As such, I've been having quite a lot of fun playing around with the possibilities. I'm hoping that the inclusion of an in-game UI will allow me to create better configuration tools for Astralathe as well as useful developer stuff. I'm also hoping that now that I'm hooked into the rendering process I can consider restoring some of the debugging tools that were compiled out of the Windows release of the game.

Here's an example of a functional Lua-based debug console:

And this is a mostly non-functional mockup of how a mod management menu could look:

An actual user-friendly system for setting up your mod list like this is something Astralathe has always been sorely lacking and a large part of that has been my absolute inability to do UI design. ImGui is very nice though, and quite programmer friendly which makes it quite easy for me to build even a menu like this.

The functionality half of this menu is quite continent on a rework of Astralathe's current mod handling system though. Right now it has no way of loading all this fancy information, or handling dependencies, or anything like that.

I've also been playing around with really digging Astralathe's claws deeper into the game's inner workings. Here's my debug scratchpad window (mainly for personal use, quickly testing stuff, etc.) where I've set up an entity list.

This is actually being done by hijacking the game's own internal entity iteration system via what I've been calling Class Proxies and Var Proxies. Class Proxies are essentially just simple wrappers that take a pointer to a class and hold Var Proxies which know the offsets of certain fields and provide ways to access them without doing unhinged shit like this:
(char*)( ( (char*)g_pGameApp ) + 39066 )

Instead, I can define a ClassProxy for GameApp that can wrap around g_pGameApp and give easy access to fields.

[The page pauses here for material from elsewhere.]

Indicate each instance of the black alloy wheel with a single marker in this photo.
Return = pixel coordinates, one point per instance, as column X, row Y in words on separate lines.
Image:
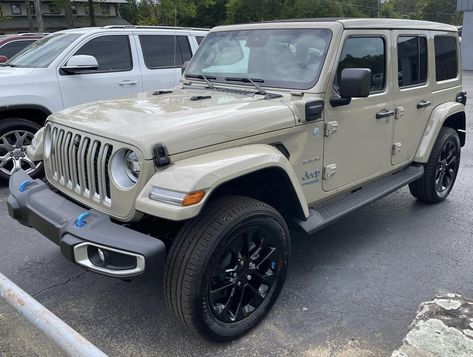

class GameAppProxy : public ClassProxy<GameApp>
{
public:

	VarProxy<GameApp, EScriptVM*> m_ScriptVM;
	VarProxy<GameApp, char*> m_pszCurrentLevel;

	GameAppProxy(GameApp* d) : ClassProxy<GameApp>(d),
		m_ScriptVM(*this, 39476),
		m_pszCurrentLevel(*this, 39066)
	{
	}
}
syntax highlighting by codehost

Which I can use like this:
GameAppProxy(g_pGameApp).m_pszCurrentLevel.GetValue();

I'm sure this is nothing particularly new but it was a fun system to hook up and should save some pain in the future.

I'm also not entirely sure how this works out performance wise (I can't imagine it's too bad, as under the hood it's still doing the same offsets and casts), and I'm not sure if there's a better way I could be finding the field offsets rather than hardcoding them, but I think I'll likely have to just live with this for now.

With this I was able to write a proxy for the game's EntityIter class used to iterate the entity list, and even set up the proxy in such a way that I can construct my own EntityIter via proxy, making this entity list very easy to make.

if (ImGui::BeginTable("##entList", 2))
{
    EEntityIterProxy iterator(nullptr, true, false);
    int i = 0;
    while (iterator)
    {
	ImGui::TableNextColumn();
	ImGui::Text(iterator->Name.GetValue());
	ImGui::TableNextColumn();
	ImGui::Text(iterator->IsDomainSleeping() ? "Sleeping" : "Awake");

	i++;
	++iterator;
    }

    ImGui::EndTable();
}

Anyway, that's enough nerd stuff. The point is that Astralathe is getting better and better and it's very exciting. I'm hoping I can do some fun stuff with it down the line. We haven't even covered what could be done when I start extending the game's Lua API with new functionality. Mods could register their own configuration options that could be changed ingame via the ImGui menus, for example.

That's it for the status update. Tune in... uh... some other time, I guess. Whenever I next feel like talking about this stuff. Yeah.